First of all, we create an instance of SiteCrawler for each website (host) in the Supervisor Actor as we saw previously. In that case we need to deal with only one website and do not worry about synchronizations with the others.

We create a scheduler that sends a process message to the Actor each second. We cannot call the internal process directly, since there is no synchronization between it and the SiteCrawler Actor. Without the scheduler it might be possible that we modify toProcess variable in two places at the same time: when we add a new url to that variable (Scrap message) and when we remove the last added element from the list (process message).

When we need to get a response from an Actor, we can use the ask pattern. It uses a ? symbol. The timeout variable implicitly defines how much time we wait before the ask fails automatically. And if it does, the process recovers with the ScrapFailure message. Finally, we send the status back to the Supervisor.

After all, we get a non-blocking Actor, which processes a website without spamming it.

Scraper

The Scraper Actor is simple. It does not contain any state (so we could use a simple Future instead of an Actor) and its purpose is to scrap the provided url and send the success flag to the sender and the scraped information to the Indexer. Here is the receive method of the Actor:

def receive: Receive = {
  case Scrap(url) =>
    println(s"scraping $url")
    val content = parse(url)
    sender() ! ScrapFinished(url)
    indexer ! Index(url, content)
}

The most interesting part of this Actor is a parse function:

def parse(url: URL): Content = {
  val link: String = url.toString
  val response = Jsoup.connect(link).ignoreContentType(true)
    .userAgent("Mozilla/5.0 (Windows NT 6.1; WOW64; rv:40.0) Gecko/20100101 Firefox/40.1").execute()

  val contentType: String = response.contentType
  if (contentType.startsWith("text/html")) {
    val doc = response.parse()
    val title: String = doc.getElementsByTag("title").asScala.map(e => e.text()).head
    val descriptionTag = doc.getElementsByTag("meta").asScala.filter(e => e.attr("name") == "description")
    val description = if (descriptionTag.isEmpty) "" else descriptionTag.map(e => e.attr("content")).head
    val links: List[URL] = doc.getElementsByTag("a").asScala.map(e => e.attr("href")).filter(s =>
      urlValidator.isValid(s)).map(link => new URL(link)).toList
    Content(title, description, links)
  } else {
    // e.g. if this is an image
    Content(link, contentType, List())
  }
}

We used a popular library for web scraping — Jsoup to get links and other information from a web page. Since it is a Java library, we needed to convert the received information to the Scala format. It is actually possible to do that with a scala.collection.JavaConverters object. We also do a simple check if the received url is a valid content, since we want to parse only html pages.

Indexer

The two main goals of the Indexer Actor is to store the sent information and to send all scraped urls to the Supervisor. To make things more fun, we print all received data before the Actor stops working.
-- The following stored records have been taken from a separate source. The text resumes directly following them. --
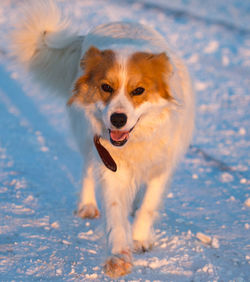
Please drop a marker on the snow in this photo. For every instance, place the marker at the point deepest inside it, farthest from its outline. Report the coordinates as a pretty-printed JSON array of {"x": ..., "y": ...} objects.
[{"x": 40, "y": 169}]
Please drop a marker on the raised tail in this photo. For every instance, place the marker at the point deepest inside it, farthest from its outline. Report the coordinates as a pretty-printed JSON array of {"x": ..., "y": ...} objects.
[{"x": 43, "y": 42}]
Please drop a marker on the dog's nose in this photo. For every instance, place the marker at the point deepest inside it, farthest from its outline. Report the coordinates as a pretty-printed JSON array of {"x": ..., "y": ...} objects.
[{"x": 118, "y": 119}]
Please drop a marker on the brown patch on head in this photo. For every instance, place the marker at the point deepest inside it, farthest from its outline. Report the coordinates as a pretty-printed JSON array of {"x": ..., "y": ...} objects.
[
  {"x": 151, "y": 72},
  {"x": 99, "y": 68}
]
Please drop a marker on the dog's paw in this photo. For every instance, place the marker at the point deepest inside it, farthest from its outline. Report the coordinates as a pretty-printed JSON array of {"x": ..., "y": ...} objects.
[
  {"x": 88, "y": 211},
  {"x": 142, "y": 246},
  {"x": 118, "y": 265}
]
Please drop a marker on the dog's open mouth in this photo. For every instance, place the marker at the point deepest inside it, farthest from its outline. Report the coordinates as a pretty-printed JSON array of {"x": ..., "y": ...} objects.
[{"x": 119, "y": 137}]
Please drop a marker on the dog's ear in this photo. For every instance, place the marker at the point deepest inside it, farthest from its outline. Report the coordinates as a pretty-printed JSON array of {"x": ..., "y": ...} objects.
[
  {"x": 79, "y": 91},
  {"x": 164, "y": 70}
]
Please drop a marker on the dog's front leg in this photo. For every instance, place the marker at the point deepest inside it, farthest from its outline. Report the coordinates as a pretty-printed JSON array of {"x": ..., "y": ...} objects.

class Indexer(supervisor: ActorRef) extends Actor {
  var store = Map.empty[URL, Content]

  def receive: Receive = {
    case Index(url, content) =>
      println(s"saving page $url with $content")
      store += (url -> content)
      supervisor ! IndexFinished(url, content.urls)
  }

  @throws[Exception](classOf[Exception])
  override def postStop(): Unit = {
    super.postStop()
    store.foreach(println)
    println(store.size)
  }
}

Summary

If you run a program, you will see a bunch of messages that it produces. They just show the stage of a processing for a url.

We have built a simple web crawler that can successfully crawl several websites. Moreover, we achieved that using Akka, we did not use standard Java multithreading techniques, just messages and Actor instances.

Source code

The source code is available on github under MIT License.